At any rate, here's my solution:
import numpy as np
def count_pairs(input_array, min, max):
A = np.array(input_array)
A_ones = np.ones((len(A),len(A)))
A_matrix = A*A_ones
result = np.transpose(A_matrix) + A_matrix
result = np.triu(result,0)
np.fill_diagonal(result,0)
count = ((result > min) & (result < max)).sum()
return count
Now let's walk through it - first I just create a matrix with columns representing our numbers:
A = np.array(input_array)
A_ones = np.ones((len(A),len(A)))
A_matrix = A*A_ones
Let's assume that our input array looked like: [1,1,2,2,3,-1]
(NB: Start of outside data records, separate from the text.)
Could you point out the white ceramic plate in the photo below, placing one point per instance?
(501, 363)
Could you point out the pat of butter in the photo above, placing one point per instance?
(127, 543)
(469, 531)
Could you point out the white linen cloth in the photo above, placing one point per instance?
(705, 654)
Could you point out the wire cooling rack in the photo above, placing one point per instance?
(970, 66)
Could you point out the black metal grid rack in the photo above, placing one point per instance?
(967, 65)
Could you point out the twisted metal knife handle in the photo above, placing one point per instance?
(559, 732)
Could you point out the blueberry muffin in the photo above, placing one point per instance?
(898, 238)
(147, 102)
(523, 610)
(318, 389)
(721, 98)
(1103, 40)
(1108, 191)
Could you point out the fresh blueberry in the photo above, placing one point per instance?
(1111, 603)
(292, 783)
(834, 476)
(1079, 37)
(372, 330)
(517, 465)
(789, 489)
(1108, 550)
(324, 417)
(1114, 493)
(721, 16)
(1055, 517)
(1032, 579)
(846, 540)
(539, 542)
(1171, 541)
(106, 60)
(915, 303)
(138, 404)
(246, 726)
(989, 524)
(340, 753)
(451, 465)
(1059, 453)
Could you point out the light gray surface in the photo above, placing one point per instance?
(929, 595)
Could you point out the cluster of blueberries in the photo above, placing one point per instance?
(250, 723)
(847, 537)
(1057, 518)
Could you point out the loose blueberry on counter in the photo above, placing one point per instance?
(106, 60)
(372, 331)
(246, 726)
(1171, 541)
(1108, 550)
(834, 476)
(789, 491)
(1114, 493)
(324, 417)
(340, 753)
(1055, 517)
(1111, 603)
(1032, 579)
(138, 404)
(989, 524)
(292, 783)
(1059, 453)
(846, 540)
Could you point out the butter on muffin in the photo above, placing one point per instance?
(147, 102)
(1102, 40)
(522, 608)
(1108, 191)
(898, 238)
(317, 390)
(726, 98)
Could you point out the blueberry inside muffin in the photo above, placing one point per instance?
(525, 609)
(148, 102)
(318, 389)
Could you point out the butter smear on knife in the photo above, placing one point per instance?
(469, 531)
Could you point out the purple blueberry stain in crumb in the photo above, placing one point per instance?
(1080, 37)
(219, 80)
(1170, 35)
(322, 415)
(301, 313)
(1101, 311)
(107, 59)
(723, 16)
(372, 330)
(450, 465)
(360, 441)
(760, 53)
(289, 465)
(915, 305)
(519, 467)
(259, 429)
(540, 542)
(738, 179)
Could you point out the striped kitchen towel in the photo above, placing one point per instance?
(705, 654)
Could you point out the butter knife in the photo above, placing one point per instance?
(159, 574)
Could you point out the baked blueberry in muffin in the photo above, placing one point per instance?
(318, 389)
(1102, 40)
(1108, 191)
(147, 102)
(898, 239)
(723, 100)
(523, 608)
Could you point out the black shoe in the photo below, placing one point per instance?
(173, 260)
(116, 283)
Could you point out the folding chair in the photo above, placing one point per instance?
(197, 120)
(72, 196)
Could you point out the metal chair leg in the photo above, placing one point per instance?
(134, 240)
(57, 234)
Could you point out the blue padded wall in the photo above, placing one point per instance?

,thus, this should be the value of A_matrix
at this point.
[[ 1. 1. 2. 2. 3. -1.]
[ 1. 1. 2. 2. 3. -1.]
[ 1. 1. 2. 2. 3. -1.]
[ 1. 1. 2. 2. 3. -1.]
[ 1. 1. 2. 2. 3. -1.]
[ 1. 1. 2. 2. 3. -1.]]
If I add that to the transpose of itself...
result = np.transpose(A_matrix) + A_matrix
...I should get a matrix representing all combinations of sums of pairs:
[[ 2. 2. 3. 3. 4. 0.]
[ 2. 2. 3. 3. 4. 0.]
[ 3. 3. 4. 4. 5. 1.]
[ 3. 3. 4. 4. 5. 1.]
[ 4. 4. 5. 5. 6. 2.]
[ 0. 0. 1. 1. 2. -2.]]
Of course, this matrix is mirrored across the diagonal because the pairs (1,2) and (2,1) produce the same result. We don't want to consider these duplicate entries. We also don't want to consider the sum of an item with itself, so let's sanitize our array:
result = np.triu(result,0)
np.fill_diagonal(result,0)
Our result now looks like:
[[ 0. 2. 3. 3. 4. 0.]
[ 0. 0. 3. 3. 4. 0.]
[ 0. 0. 0. 4. 5. 1.]
[ 0. 0. 0. 0. 5. 1.]
[ 0. 0. 0. 0. 0. 2.]
[ 0. 0. 0. 0. 0. 0.]]
All that remains is to count the items that pass our criteria.
count = ((result > min) & (result < max)).sum()
This method won't work if 0
is in the acceptable domain, but I'm sure it would be trivial to manipulate that result matrix above to convert those 0's to some other meaningless number....